TEMPO.CO, Cleveland - Democrat Hillary Clinton and Republican Donald Trump battled over the strength of the economy in the final stretch of their race for the White House on Friday, with Clinton praising the latest U.S. jobs report and Trump dismissing it as a fraudulent disaster.
With four days left in an often bitter contest that has tightened in the last week, each candidate attacked the other as unfit to be president in a late push for votes in battleground states that could decide the outcome in Tuesday's election.
Clinton leads Trump by 5 percentage points, according to a Reuters/Ipsos tracking poll released on Friday, maintaining her advantage in the national survey even as the race tightens in several crucial swing states.
In the Oct. 30-Nov. 3 opinion poll, 44 percent of likely voters supported Clinton while 39 percent supported Trump.
Clinton wrapped up her day of campaigning with a nighttime concert in Cleveland headlined by rapper Jay Z. He was joined by rappers Big Sean, Chance the Rapper, and J. Cole, and by his wife, popular singer Beyonce, as a surprise guest.

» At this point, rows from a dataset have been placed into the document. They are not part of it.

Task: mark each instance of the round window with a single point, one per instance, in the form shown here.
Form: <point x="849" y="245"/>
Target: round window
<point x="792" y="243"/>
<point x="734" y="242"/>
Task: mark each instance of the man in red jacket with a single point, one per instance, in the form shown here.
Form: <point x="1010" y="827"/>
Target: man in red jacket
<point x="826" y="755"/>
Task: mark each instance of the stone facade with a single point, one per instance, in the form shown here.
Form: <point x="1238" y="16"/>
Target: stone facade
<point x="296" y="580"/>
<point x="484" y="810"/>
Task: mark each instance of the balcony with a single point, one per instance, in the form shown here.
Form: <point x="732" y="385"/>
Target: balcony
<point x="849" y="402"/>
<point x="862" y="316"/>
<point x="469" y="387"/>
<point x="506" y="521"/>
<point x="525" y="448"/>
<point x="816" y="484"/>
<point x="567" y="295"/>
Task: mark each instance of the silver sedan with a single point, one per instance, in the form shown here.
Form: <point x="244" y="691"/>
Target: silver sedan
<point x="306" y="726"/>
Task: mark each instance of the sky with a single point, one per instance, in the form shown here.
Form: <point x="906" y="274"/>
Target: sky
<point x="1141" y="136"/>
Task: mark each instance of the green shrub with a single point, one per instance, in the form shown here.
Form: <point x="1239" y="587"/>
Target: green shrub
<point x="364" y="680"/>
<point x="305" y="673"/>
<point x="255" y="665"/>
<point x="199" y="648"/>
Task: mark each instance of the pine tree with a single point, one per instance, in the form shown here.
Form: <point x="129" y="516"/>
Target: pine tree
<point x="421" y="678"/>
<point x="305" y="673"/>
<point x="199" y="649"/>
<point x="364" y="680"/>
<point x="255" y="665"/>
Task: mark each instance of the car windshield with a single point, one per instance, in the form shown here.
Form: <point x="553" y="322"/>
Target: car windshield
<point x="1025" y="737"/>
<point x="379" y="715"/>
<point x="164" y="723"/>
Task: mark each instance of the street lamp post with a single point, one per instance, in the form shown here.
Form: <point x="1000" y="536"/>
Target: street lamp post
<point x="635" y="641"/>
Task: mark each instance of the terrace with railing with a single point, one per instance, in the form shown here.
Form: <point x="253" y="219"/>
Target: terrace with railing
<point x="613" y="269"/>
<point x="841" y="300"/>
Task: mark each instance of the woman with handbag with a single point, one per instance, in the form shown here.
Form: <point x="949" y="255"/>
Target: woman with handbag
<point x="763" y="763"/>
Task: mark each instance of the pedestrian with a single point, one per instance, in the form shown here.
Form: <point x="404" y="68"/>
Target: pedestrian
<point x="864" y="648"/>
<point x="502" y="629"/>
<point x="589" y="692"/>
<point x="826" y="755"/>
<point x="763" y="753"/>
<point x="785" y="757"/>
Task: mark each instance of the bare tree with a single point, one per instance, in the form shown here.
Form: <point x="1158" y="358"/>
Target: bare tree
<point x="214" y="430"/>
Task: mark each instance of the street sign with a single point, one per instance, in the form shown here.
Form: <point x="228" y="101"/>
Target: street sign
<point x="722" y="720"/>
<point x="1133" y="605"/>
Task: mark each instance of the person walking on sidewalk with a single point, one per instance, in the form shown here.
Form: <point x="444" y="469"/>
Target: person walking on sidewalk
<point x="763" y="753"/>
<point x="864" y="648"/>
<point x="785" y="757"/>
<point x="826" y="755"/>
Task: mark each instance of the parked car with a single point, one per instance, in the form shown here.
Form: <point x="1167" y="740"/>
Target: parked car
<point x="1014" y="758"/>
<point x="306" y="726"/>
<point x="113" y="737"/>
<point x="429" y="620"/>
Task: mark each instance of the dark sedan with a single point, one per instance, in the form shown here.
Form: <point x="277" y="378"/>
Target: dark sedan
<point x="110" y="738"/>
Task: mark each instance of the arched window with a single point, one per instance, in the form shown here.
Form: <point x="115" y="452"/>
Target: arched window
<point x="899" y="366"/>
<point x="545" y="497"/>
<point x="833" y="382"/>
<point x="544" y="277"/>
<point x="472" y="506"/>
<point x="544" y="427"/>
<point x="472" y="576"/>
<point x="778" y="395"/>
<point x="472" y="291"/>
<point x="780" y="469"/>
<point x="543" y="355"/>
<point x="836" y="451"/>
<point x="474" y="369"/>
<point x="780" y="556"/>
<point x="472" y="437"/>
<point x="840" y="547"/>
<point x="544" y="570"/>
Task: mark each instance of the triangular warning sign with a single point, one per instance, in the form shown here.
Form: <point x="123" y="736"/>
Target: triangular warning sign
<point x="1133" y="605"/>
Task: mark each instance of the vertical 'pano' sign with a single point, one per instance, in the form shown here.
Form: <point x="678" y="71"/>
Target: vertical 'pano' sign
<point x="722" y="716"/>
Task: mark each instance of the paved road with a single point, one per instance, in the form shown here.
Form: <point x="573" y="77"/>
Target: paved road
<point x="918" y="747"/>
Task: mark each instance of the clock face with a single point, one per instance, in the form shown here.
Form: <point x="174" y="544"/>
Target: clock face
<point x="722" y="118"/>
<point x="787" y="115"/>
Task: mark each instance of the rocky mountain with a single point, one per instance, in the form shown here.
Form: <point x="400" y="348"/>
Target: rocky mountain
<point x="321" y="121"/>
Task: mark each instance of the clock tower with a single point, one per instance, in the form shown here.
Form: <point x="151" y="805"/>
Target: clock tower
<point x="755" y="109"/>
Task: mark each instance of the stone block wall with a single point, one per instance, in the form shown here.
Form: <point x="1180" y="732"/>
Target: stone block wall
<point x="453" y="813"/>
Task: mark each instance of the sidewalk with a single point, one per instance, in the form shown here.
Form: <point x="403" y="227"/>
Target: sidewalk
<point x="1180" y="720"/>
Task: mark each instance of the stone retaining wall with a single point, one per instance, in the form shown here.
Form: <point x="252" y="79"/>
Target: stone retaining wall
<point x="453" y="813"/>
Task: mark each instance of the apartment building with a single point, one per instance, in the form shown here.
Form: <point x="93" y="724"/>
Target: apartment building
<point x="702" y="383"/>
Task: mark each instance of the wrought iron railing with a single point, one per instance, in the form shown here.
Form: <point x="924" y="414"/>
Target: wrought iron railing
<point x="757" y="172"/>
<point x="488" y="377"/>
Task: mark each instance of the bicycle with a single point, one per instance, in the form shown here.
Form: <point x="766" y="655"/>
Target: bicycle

"We have unfinished work to do, more barriers to break, and with your help, a glass ceiling to crack once and for all," Clinton said at the concert.
At his final rally of the day in Pennsylvania, Trump mocked Clinton for her celebrity supporters. "I am here all by myself. Just me, no guitar, no piano, no nothing," he said.
Earlier in the day at a rally in Pittsburgh, Clinton cited the government's latest jobs report as evidence of the economy's strength. The report showed higher wages for workers as well as the creation of 161,000 jobs in October and a dip in the unemployment rate to 4.9 percent from 5 percent.
"I believe our economy is poised to really take off and thrive," Clinton told the gathering, after being introduced by billionaire investor Mark Cuban. "When the middle class thrives, America thrives."
Trump disputed Clinton's rosy view, telling a crowd in New Hampshire that the jobs report was "an absolute disaster" and was skewed by the large number of people who have stopped looking for jobs and are no longer in the labour market.
"Nobody believes the numbers anyway. The numbers they put out are phoney," he said, referring to the figures released by the U.S. Labour Department.